Hear me out… I know this one’s pretty subjective, but if you’re looking to move past Pride and Prejudice or Wuthering Heights this Valentine’s, this might be the list for you. Or, if you’re quite simply just looking to steal some words to stick in a card for your S.O., keep scrolling too. What follows is a list of the most beautiful poetry in the English language, the kind of poetry that tugs on your heart strings and makes you go oh wow how does someone have the brains to come up with that.

 

7. ‘She Walks in Beauty’, Lord Byron

This opens with the words ‘She walks in beauty, like the night / Of cloudless climes and starry skies;’ … need I say more?

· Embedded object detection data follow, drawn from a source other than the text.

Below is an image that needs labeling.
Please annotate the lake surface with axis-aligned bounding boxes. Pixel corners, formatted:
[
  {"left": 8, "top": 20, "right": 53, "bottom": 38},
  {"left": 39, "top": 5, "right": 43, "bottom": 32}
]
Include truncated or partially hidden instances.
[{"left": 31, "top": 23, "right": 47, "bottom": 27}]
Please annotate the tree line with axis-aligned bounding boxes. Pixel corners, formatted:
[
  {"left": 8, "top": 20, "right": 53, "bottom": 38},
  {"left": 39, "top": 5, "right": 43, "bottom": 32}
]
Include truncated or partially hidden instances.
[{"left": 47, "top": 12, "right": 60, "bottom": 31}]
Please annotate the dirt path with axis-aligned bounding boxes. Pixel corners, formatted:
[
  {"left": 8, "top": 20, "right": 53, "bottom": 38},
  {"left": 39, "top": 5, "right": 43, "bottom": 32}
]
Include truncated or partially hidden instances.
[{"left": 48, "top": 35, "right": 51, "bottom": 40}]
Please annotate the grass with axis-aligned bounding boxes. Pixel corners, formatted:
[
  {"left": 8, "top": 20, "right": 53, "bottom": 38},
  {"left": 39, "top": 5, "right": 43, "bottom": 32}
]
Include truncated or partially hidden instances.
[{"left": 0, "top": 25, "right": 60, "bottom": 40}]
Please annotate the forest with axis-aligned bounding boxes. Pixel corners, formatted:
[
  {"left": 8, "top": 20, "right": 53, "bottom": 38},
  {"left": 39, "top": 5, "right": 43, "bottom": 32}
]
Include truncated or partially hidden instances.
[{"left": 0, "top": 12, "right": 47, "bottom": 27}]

6. ‘I loved you first: but afterwards your love’, Christina Rossetti

Christina Rossetti, in general, is just a delight to read, and the canon of love poetry would not be the same without her. And these lines (‘I loved you first: but afterwards your love / Outsoaring mine, sang such a loftier song / As drowned the friendly cooings of my dove.’

5. ‘Valentine’, Carol Ann Duffy

Poet Laureate Carol Ann Duffy hopes to ‘describe, interrogate and celebrate love’. This poem, which beings ‘Not a red rose or a satin heart. / I give you an onion.’

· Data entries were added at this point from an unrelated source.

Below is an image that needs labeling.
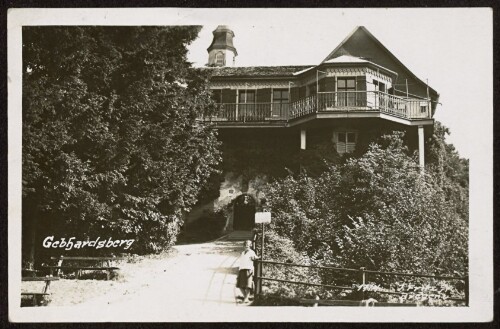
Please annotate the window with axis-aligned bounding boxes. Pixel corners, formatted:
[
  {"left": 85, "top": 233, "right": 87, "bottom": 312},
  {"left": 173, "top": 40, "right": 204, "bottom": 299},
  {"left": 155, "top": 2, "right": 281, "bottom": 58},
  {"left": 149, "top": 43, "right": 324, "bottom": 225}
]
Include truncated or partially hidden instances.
[
  {"left": 212, "top": 89, "right": 222, "bottom": 104},
  {"left": 272, "top": 89, "right": 289, "bottom": 117},
  {"left": 337, "top": 78, "right": 356, "bottom": 106},
  {"left": 333, "top": 131, "right": 358, "bottom": 154},
  {"left": 215, "top": 51, "right": 225, "bottom": 66},
  {"left": 238, "top": 90, "right": 258, "bottom": 121}
]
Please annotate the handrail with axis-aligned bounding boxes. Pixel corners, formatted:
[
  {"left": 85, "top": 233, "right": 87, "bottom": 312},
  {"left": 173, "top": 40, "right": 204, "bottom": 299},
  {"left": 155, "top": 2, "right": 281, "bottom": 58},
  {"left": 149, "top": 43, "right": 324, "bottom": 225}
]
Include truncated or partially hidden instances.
[
  {"left": 257, "top": 259, "right": 467, "bottom": 280},
  {"left": 255, "top": 259, "right": 469, "bottom": 306},
  {"left": 203, "top": 90, "right": 432, "bottom": 122}
]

4. ‘Another Valentine’, Wendy Cope

Funny and clever, Cope explores the obligation behind Valentine’s: ‘Today we are obliged to be romantic / And think of yet another valentine.’

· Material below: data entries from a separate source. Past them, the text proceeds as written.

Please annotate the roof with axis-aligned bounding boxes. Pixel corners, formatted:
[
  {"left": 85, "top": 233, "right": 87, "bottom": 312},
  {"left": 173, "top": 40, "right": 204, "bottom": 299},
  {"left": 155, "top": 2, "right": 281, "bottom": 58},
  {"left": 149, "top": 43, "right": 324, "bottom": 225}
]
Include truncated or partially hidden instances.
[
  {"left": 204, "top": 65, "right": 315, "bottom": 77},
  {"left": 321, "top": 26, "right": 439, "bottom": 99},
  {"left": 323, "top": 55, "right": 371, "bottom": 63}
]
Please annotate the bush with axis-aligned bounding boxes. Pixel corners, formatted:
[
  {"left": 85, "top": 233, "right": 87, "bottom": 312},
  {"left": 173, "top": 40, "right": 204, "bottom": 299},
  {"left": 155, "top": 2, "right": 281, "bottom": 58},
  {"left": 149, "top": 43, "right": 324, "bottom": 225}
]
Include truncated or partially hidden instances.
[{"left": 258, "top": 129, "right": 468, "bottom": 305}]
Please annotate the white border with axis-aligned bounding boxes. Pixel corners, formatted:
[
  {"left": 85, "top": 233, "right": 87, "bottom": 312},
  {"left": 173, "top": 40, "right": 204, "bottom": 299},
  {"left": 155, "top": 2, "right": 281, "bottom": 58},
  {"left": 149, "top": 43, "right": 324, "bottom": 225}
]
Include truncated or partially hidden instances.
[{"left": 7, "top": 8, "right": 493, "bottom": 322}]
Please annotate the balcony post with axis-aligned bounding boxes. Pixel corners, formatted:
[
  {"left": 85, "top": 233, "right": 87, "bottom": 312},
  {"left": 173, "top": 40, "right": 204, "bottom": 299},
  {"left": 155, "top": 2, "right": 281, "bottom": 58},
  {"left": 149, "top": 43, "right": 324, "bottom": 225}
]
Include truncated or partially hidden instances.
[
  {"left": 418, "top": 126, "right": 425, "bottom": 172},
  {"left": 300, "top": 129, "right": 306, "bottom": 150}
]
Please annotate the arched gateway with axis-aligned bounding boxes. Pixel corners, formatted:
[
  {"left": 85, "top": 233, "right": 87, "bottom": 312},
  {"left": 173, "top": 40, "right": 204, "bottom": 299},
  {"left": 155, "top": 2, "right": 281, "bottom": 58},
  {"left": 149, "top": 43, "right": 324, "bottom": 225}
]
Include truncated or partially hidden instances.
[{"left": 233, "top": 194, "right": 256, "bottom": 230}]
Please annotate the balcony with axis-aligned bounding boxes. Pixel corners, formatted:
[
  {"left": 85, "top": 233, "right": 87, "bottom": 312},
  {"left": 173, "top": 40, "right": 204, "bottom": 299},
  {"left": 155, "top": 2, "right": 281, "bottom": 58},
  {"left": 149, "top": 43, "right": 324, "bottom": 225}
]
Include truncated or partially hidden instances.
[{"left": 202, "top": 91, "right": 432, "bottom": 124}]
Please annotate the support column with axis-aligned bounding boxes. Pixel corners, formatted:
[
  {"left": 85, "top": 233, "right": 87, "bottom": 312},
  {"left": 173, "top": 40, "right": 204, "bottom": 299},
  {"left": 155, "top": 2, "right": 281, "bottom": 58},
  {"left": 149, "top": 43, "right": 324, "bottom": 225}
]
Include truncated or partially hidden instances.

Alfred Eisenstaedt, 'V-J Day in Times Square', 1945

Alfred Eisenstaedt, 'V-J Day in Times Square', 1945

3. ‘Sonnet 116’, William Shakespeare

Shakespeare’s most famous sonnet needs no introduction. ‘Love is not love / Which alters when it alteration finds’ is probably one of the most quoted lines for wedding vows, but it’s a classic for a reason.

2. ‘The Good Morrow’, John Donne.

‘I wonder, by my troth, what thou and I / Did, till we loved?’ I do not know John, I do not know, but my god do you write beautifully.

1.     ’Amoretti LXXV’, Edmund Spenser

My favourite lines of poetry. Ever. Period. For me, nothing compares to this. ‘And in the heavens write your glorious name: / Where whenas death shall all the world subdue, / Our love shall live, and later life renew.’